Before we grant you access to your Account records we will first authenticate you to confirm your identity. We will handle all access requests promptly, subject to applicable privacy laws. We will provide you the legends for any special codes, acronyms or other similar information in the disclosed material, so your right of access is meaningful.
15. Account Closure: Data Deletion
To close your Account or to request that the PII or PHI we have about you be deleted, please email us at to email@example.com. Once we receive your request and authenticate your identity we will remove your Account from active use. If you do not re-activate your Account within 12 months, we will delete your Account Record, but we will keep some PII as described in Section 9. If you wish to delete your Account Record immediately, but subject to Section 9, indicate so in your email to us.
16. Challenge Compliance
If you believe that we have not adhered to this Privacy Notice you may challenge our compliance with this Privacy Notice and our compliance with privacy laws applicable to it.
We are not responsible for the PII or PHI handling practices of third-party service providers to whom you consented to access your information, whether on our behalf or otherwise. If your complaint has to do with the privacy practice of those providers, we will direct you to them.
Please notify our Chief Privacy Officer of your complaint by emailing at firstname.lastname@example.org
You can also reach us at:
Honeybee Hub Inc. 100 College St. Suite 250 Toronto Ontario M5G 1L5 Canada
We pledge to address your complaint promptly. If we cannot resolve your complaint to your satisfaction you can file a complaint with the Office of the Privacy Commissioner of Canada or the Office of the Privacy Commissioner of Ontario.
If you are unhappy with the response you receive from us, we hope you would contact us to resolve the issue, but you may also lodge a complaint with the data protection authority in your home country. They can advise you how to submit a complaint.

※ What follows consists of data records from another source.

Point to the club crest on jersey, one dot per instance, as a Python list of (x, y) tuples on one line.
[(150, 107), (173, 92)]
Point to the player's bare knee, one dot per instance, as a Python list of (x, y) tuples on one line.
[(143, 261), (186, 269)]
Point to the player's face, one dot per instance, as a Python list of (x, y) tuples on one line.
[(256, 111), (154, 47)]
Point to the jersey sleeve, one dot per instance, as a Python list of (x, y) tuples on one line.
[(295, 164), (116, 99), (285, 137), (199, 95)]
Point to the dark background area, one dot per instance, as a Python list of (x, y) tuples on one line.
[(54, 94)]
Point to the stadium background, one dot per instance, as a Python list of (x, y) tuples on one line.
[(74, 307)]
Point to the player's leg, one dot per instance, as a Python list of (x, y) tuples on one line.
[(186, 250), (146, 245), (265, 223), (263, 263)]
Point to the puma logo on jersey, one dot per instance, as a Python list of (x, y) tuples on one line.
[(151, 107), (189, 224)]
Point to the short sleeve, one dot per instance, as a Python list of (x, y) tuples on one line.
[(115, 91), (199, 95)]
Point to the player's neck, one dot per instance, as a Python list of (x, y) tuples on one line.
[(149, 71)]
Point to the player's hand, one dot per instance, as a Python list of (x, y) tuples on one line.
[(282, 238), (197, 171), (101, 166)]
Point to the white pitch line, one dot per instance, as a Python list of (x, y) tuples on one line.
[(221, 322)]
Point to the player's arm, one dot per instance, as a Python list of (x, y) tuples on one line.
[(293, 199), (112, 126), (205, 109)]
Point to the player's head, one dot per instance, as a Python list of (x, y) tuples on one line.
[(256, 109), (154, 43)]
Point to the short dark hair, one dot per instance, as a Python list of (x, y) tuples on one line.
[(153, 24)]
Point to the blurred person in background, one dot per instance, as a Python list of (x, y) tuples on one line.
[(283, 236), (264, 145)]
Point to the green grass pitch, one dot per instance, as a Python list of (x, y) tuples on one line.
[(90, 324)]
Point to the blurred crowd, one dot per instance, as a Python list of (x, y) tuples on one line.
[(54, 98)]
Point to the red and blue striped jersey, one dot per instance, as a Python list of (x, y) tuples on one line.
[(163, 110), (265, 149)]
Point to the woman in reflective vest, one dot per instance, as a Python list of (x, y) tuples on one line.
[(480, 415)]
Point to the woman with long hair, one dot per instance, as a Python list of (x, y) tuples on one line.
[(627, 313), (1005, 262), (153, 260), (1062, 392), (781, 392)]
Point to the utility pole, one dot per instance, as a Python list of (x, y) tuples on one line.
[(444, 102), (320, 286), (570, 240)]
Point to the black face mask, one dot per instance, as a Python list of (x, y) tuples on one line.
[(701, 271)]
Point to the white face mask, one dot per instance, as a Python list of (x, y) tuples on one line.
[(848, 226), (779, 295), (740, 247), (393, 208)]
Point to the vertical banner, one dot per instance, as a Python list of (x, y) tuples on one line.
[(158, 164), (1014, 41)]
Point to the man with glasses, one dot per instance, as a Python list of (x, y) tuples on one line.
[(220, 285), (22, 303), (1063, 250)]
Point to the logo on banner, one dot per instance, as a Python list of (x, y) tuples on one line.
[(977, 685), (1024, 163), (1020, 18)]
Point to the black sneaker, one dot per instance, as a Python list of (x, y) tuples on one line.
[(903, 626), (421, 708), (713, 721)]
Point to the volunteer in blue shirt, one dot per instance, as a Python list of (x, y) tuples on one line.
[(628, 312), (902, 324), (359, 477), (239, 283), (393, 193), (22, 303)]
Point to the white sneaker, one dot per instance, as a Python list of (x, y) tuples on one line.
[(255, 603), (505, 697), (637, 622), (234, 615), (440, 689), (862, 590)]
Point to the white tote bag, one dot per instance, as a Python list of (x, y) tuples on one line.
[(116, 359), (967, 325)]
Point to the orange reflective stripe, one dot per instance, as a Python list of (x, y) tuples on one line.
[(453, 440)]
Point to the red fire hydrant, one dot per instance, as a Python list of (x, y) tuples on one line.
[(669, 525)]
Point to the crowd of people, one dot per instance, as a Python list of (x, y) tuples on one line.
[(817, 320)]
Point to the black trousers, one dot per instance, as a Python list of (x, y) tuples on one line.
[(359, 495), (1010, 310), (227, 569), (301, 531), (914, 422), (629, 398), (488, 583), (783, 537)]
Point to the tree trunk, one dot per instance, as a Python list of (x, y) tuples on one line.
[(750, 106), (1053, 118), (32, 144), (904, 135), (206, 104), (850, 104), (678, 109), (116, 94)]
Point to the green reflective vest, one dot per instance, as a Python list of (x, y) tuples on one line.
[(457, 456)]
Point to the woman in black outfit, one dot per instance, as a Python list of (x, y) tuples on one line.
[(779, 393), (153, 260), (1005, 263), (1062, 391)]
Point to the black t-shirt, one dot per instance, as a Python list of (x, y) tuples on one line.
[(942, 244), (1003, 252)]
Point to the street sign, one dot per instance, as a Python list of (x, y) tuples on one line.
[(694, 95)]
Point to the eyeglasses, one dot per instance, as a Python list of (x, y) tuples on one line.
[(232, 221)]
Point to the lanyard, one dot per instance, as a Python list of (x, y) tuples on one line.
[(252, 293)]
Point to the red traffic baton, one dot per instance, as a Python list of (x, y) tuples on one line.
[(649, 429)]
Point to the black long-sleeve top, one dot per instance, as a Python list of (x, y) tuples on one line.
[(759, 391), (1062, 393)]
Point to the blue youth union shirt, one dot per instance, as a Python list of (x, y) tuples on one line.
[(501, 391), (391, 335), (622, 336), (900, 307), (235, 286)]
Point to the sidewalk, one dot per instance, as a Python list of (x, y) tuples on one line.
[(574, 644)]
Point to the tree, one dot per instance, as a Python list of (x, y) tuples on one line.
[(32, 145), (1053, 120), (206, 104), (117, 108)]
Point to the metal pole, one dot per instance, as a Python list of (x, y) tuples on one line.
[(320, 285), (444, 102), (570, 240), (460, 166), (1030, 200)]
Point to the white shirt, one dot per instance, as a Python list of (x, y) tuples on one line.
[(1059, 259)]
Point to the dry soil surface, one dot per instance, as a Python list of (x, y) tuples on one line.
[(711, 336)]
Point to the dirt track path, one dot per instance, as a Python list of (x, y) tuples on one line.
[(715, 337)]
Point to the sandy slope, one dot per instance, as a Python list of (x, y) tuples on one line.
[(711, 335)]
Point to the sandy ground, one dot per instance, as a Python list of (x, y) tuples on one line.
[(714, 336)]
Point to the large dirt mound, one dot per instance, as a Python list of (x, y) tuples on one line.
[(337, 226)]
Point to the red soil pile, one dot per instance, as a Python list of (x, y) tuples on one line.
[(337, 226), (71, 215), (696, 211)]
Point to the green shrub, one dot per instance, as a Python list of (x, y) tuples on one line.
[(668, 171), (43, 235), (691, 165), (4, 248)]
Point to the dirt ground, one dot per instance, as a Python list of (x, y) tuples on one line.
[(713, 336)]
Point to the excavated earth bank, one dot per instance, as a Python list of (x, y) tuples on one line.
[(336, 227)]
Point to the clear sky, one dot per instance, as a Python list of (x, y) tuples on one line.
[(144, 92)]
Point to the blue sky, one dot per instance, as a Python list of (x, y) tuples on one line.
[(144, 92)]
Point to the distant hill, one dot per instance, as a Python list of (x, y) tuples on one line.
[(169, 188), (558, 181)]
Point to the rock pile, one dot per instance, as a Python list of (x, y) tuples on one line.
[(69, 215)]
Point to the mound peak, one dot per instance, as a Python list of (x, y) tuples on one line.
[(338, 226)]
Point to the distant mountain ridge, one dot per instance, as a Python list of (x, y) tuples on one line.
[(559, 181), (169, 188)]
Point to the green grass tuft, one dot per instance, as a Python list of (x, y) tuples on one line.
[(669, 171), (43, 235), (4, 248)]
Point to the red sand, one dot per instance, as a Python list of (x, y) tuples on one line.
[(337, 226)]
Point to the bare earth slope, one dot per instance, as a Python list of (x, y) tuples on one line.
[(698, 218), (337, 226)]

17. Changes to This Privacy Notice
We may change or update this Privacy Notice from time to time. All changes and updates are logged in the CHANGE LOG section below.

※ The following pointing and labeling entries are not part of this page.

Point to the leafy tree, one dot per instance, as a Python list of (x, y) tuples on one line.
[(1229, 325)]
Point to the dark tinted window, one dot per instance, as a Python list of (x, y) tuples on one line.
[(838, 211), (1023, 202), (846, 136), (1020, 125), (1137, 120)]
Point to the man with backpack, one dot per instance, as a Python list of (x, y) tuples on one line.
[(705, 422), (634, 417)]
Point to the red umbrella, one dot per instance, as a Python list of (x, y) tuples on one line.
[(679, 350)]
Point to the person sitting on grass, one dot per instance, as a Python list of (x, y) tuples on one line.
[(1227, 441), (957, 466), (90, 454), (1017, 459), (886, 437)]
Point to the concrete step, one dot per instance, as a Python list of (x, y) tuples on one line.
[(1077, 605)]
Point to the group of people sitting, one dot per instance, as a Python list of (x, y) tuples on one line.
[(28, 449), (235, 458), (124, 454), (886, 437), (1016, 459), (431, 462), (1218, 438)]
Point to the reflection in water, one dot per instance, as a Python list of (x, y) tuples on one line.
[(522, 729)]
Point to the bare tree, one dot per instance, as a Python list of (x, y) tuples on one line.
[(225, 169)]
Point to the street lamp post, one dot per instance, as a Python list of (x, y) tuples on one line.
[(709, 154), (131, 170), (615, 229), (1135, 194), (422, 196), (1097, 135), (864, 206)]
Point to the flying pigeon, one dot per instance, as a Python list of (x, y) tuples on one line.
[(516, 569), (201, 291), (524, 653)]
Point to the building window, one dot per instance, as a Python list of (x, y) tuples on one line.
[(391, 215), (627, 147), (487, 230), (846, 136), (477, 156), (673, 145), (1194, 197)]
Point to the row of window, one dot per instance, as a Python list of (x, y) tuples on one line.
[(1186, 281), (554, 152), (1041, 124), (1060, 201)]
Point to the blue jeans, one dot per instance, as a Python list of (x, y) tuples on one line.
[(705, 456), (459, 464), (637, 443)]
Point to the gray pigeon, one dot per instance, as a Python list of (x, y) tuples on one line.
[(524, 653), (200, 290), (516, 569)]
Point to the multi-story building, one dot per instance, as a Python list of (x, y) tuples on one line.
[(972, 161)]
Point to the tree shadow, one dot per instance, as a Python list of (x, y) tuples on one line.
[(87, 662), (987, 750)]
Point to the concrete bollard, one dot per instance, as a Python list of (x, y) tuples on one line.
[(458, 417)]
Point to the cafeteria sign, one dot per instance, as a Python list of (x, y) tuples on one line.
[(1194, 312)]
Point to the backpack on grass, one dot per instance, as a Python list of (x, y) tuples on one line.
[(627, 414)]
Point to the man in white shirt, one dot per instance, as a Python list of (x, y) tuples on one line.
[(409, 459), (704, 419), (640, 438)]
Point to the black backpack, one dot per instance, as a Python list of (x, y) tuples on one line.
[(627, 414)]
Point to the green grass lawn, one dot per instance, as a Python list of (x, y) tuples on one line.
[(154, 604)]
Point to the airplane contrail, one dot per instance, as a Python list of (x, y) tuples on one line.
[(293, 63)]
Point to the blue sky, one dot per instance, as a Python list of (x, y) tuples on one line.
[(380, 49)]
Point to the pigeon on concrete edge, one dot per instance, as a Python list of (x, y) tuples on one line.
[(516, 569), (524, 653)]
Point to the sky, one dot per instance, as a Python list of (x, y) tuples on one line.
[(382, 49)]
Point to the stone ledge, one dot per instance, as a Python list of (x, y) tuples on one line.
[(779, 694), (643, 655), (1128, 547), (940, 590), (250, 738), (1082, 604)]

When our Privacy Notice changes, the Site, the WebApp, and the Mobile App will display a notice prompting you to review the changes.
If we make substantive changes to this Privacy Notice, then in addition to displaying a notice on the Site, the WebApp, and the Mobile App we may also notify you by email at the email address associated with your Account.

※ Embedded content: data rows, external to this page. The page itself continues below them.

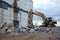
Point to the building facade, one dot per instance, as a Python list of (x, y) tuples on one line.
[(6, 11)]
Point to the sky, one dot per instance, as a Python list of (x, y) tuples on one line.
[(51, 8)]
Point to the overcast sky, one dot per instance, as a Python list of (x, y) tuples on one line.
[(48, 7)]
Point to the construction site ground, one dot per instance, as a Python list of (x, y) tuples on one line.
[(38, 36)]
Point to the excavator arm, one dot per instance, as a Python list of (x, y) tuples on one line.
[(46, 21)]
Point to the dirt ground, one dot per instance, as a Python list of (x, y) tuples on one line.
[(28, 37)]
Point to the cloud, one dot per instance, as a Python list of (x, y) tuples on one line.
[(48, 7)]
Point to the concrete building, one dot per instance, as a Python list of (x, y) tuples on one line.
[(6, 11)]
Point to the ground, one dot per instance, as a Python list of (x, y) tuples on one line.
[(42, 36)]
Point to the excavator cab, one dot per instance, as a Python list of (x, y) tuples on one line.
[(49, 22)]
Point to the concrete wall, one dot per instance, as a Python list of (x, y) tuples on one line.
[(7, 16), (25, 5)]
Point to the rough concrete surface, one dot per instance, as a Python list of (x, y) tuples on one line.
[(42, 36)]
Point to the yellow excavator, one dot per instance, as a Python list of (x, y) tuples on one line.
[(46, 21)]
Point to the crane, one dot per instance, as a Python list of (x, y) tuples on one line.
[(15, 14)]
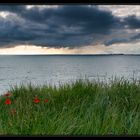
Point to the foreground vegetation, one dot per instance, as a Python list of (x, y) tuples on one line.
[(79, 108)]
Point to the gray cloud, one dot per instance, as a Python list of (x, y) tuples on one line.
[(58, 27), (64, 26), (132, 22)]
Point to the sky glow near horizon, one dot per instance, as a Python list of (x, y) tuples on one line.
[(69, 29)]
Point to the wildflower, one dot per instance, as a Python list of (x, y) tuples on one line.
[(46, 100), (12, 111), (36, 100), (8, 94), (8, 102)]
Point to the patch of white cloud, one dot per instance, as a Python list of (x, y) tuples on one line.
[(41, 7), (122, 10)]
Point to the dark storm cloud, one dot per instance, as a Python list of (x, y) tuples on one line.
[(58, 27), (132, 22)]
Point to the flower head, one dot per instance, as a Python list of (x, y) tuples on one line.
[(36, 100), (46, 100), (8, 102), (8, 94), (12, 111)]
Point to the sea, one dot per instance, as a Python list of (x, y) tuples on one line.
[(60, 69)]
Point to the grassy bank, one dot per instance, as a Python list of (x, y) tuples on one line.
[(80, 108)]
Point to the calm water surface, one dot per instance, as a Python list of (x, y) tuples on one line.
[(39, 70)]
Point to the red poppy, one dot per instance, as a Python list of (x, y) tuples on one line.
[(8, 102), (36, 100), (12, 111), (8, 94), (46, 100)]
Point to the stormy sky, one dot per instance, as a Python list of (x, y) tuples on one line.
[(70, 29)]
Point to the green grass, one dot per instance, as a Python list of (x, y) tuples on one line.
[(79, 108)]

The changes to the Privacy Notice will take effect on the date on which they were made or on the date provided in the notice.
By continuing to use the Site, the WebApp and the Mobile App, or the Services after you receive the notice you IMPLICITLY CONSENT TO BE BOUND BY THE PRIVACY NOTICE TERMS IN EFFECT ON THAT DATE ON WHICH YOU VISIT THE SITE, THE WEBAPP, OR THE MOBILE APP.
LAST UPDATED on March 4, 2020.
CHANGE LOG: March 4, 2020 - Added a section in Section 3 that explians what happens with user PII and PHI if Honeybee is acquired by another company.